The centrality of gender equality to democracy and development agendas has been affirmed by a multitude of international instruments and trends over the last four decades. From the late 1970s, the creation of national gender machineries - commissions, policy units and ministries - have aimed to fast-track gender equity by ensuring the consideration of women’s needs in policy formulation and development interventions. After the 1990s, with the conclusion of many African conflicts, a renewed commitment to democracy introduced instruments to accelerate the entrance of women into formal political institutions, and hence their participation in political decision making. Diverse, vibrant and innovative women’s movements across the continent have been central to realising these changes.

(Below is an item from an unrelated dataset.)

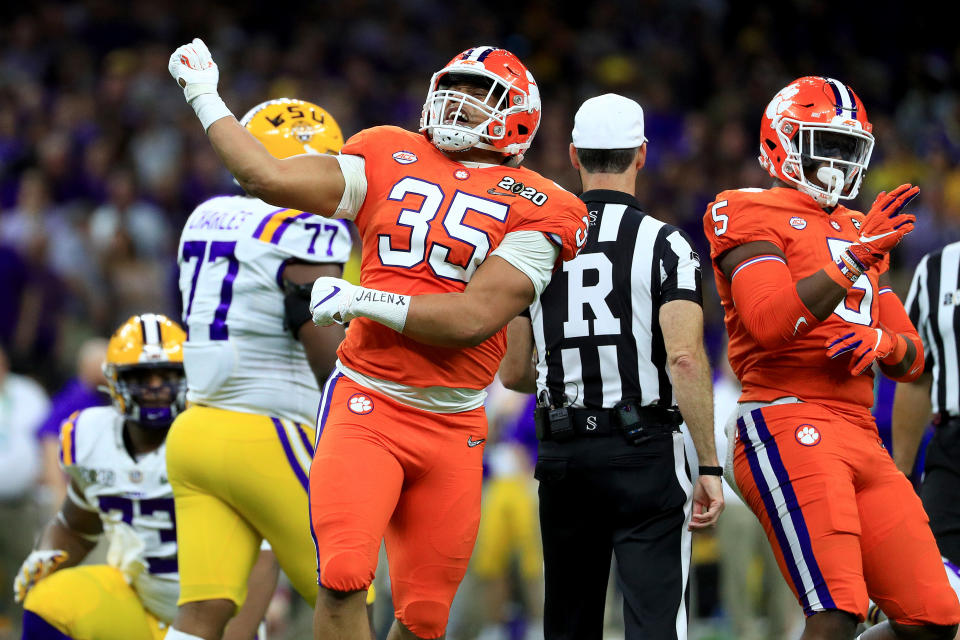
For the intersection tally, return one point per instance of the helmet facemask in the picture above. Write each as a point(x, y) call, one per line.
point(445, 110)
point(825, 161)
point(143, 401)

By some accounts, results have been striking. Gender machineries and national gender policies and budgeting initiatives are regular features of Africa’s political institutional landscape. Barely two decades into democracy, both Rwanda and South Africa have surpassed developed countries in terms of equitable gender representation in political institutions. Both have attained “critical mass”: the magic threshold beyond which women’s presence in political institutions should translate into influence. However, these two countries make clear that the combined force of critical mass and gender machineries does not consistently translate into gender-responsive governance - governance that actively works to correct social, economic and cultural gender imbalances.
It is becoming clear that democracy and the advance of gender equality are intertwined, and that a more comprehensive approach is required to ensure political accountability and responsiveness to women. Women’s presence in political structures needs to be considered in relation to the power of citizens’ voice in general, and of women’s in particular; the influence of social and women’s movements and their relations with one another; the nature and culture of political parties; and the norms and capacity of state institutions.
The articles brought together in this edition of Perspectives address some of these considerations. They reflect on the strengths and shortcomings of strategies for fostering gender-responsive political governance. We hope that these lessons and reflections can help map a way forward by inspiring debate about the efficacy of these strategies.